Il progetto è dunque quello di un mausoleo colonnese, tanto che a S. Andrea, diversamente da quanto avverrà in altre chiese romane, verranno sepolti unicamente i Principi Colonna di Paliano. Con più brevi pontifici, Filippo I Colonna, nipote di Marcantonio II, ebbe infatti autorizzazione a farvi tumulare, dopo averle ricomposte, le salme dei parenti ed antenati. Nel 1620, Filippo I iniziò anche la costruzione del palazzo Ducale, in un terreno adiacente la Collegiata. In origine l'edificio fu delineato come un poderoso blocco monolitico aderente la chiesa ma senza il corpo ortogonale aggiunto negli anni attorno al 1664, per collegare la nuova fabbrica con loggiato all'edificio.
Nel 1623 il Capitolo di S. Andrea cedette definitivamente al principe il sotterraneo, permettendo così l'ampliamento della cripta e della chiesa. I lavori, estremamente complessi, dureranno per circa quarant'anni e comporteranno alla fine una completa rielaborazione progettuale da parte dell'architetto Antonio Del Grande, che si realizzerà propriamente durante l'epoca del Cardinale Girolamo Colonna (1639-1666). Architetto di fiducia della famiglia Colonna noto per aver costruito la Galleria Colonna a Roma e per aver diretto i lavori di sistemazione dei Palazzi di Genazzano, Rocca di Papa, Marino e lo stesso palazzo Ducale di Paliano - Antonio del Grande fa parte di quella schiera di artisti, per lo più locali, che pur adeguandosi alle nuove tendenze espressive dell'architettura barocca, manifestano ancora un certo attaccamento alle forme degli ultimi architetti del cinquecento, collegati con le intenzioni politico-spirituali e con i problemi espressivi della Controriforma.
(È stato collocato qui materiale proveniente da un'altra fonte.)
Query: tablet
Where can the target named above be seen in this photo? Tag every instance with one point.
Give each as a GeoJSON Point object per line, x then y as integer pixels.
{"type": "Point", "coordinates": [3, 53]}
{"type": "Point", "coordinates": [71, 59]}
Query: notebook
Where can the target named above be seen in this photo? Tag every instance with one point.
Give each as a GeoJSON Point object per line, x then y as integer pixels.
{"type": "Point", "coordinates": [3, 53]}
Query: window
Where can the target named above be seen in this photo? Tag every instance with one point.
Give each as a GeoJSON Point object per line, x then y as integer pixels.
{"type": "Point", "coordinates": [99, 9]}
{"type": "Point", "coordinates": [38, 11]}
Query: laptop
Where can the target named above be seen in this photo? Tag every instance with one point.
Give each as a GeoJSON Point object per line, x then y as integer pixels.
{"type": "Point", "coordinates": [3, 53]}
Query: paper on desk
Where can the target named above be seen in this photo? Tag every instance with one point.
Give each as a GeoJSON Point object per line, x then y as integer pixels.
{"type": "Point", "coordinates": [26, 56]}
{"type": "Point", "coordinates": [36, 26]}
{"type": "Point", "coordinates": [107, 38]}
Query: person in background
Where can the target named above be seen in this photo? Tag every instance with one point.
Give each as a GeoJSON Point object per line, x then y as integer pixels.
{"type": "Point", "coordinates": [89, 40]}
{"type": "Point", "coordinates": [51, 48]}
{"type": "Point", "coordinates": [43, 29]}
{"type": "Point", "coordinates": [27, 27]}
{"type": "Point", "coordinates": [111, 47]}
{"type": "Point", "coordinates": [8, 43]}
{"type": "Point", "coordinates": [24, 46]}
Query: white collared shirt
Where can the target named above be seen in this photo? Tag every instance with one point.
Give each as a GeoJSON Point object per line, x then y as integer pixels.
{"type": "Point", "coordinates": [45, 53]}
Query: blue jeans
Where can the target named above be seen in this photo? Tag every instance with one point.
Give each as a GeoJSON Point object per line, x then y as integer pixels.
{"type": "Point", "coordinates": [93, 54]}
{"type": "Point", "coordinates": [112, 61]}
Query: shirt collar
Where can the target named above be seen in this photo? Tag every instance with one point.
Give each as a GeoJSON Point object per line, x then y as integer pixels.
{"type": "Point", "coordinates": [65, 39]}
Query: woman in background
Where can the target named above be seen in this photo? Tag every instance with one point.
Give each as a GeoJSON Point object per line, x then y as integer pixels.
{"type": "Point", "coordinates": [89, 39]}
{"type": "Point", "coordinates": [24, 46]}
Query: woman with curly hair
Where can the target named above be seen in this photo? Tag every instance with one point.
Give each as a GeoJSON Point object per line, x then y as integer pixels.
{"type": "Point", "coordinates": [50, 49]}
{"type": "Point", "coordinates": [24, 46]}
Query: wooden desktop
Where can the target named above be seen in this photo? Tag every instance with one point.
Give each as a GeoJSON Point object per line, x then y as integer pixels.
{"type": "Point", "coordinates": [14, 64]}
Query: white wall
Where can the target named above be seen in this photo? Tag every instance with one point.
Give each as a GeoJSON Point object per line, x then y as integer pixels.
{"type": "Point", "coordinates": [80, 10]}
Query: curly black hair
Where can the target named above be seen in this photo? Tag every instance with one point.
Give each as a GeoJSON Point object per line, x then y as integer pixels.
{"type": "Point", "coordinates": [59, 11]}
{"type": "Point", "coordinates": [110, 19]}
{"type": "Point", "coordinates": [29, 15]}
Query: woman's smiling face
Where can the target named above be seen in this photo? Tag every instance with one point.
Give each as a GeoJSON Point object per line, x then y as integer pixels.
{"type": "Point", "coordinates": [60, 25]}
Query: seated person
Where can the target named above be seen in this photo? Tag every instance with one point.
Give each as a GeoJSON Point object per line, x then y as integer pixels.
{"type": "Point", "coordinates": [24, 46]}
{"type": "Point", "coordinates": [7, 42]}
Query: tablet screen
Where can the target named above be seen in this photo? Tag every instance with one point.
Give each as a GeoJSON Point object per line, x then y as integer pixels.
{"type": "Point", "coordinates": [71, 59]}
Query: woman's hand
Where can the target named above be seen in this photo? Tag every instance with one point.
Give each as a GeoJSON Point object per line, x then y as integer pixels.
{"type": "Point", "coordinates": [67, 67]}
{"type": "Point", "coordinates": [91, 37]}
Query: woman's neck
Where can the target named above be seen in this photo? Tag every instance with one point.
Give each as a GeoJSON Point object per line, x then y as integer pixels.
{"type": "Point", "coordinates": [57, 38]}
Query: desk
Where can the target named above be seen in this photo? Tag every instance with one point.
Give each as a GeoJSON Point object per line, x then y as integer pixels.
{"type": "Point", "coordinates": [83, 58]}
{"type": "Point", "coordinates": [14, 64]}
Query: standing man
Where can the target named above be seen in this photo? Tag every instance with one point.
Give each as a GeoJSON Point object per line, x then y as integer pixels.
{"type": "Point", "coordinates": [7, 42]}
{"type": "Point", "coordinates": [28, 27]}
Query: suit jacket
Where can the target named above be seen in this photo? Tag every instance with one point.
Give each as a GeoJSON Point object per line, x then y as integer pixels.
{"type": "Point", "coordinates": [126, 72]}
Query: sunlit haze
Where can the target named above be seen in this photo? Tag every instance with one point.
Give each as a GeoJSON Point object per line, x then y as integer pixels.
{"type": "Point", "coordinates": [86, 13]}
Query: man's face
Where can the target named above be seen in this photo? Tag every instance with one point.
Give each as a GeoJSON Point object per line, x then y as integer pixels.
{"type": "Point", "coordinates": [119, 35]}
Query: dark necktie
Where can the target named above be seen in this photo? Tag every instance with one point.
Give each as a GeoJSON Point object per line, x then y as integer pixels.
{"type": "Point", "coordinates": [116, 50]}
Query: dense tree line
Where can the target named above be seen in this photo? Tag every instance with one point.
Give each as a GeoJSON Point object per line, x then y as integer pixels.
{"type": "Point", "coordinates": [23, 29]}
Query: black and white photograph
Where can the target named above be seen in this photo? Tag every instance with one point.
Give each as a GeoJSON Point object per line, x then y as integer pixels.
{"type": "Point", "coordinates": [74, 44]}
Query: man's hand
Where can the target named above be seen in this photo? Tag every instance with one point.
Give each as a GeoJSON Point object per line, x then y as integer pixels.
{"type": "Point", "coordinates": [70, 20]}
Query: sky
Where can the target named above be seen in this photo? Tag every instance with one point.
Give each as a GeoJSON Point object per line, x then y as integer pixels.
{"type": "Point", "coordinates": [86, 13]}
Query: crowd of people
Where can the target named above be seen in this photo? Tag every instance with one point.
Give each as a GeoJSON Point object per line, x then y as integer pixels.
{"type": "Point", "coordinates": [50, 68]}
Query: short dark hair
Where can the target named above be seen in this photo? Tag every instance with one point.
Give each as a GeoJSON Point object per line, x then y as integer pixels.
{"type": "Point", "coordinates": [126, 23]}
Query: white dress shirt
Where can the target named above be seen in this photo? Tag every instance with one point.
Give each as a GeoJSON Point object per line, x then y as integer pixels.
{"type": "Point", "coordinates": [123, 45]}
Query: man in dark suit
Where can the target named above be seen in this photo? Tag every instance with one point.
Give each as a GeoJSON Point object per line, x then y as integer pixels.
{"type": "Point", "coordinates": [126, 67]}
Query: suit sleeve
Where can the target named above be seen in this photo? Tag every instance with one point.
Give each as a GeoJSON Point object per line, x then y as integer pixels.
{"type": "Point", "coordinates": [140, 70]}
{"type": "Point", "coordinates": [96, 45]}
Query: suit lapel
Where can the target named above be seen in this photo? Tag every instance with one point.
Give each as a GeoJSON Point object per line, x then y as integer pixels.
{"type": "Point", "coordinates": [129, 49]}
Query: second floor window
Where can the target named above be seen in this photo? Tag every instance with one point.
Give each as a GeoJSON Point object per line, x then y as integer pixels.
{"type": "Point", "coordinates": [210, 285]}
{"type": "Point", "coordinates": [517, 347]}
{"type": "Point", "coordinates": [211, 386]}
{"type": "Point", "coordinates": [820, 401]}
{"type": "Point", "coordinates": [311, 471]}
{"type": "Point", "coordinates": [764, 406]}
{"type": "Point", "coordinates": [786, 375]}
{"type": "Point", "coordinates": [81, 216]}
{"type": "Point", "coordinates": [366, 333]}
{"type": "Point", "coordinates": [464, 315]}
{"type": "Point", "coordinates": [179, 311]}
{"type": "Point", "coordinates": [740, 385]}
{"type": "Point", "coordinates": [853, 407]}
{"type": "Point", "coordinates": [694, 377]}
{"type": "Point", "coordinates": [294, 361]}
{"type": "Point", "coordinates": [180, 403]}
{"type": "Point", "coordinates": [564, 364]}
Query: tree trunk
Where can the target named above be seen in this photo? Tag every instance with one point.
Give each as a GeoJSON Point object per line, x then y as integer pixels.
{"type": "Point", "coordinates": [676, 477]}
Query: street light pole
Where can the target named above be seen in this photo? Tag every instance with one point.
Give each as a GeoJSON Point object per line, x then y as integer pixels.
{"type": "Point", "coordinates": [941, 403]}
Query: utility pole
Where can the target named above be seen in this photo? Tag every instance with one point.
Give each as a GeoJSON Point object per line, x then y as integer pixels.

Intonata così ad un gusto controriformistico, con le superfici non esageratamente decorate, in segno di una rivalutazione dei valori legati all'austero in tutte le sue manifestazioni, la chiesa è caratterizzata in facciata da sobrie linee, da uno sviluppo tutto di superficie, secondo precise scansioni corrispondenti alle strutture interne, ed è articolata con un doppio ordine e tripartita da doppie lesene. Il portale maggiore è architravato, affiancato da due nicchie e sormontato da una piccola tettoia. I due portali, in corrispondenza con le navate laterali, sono a loro volta sormontati da lunette con arco a tutto sesto; più in alto il motivo si ripete con due lunettoni finestrati. Una semplice trabeazione divide l'ordine inferiore da quello superiore delimitato anch'esso da doppie lesene, con al centro un oculo finestrato, coronato dal timpano; due volute si addossano ai lati che vengono chiusi da due orecchie ad arco.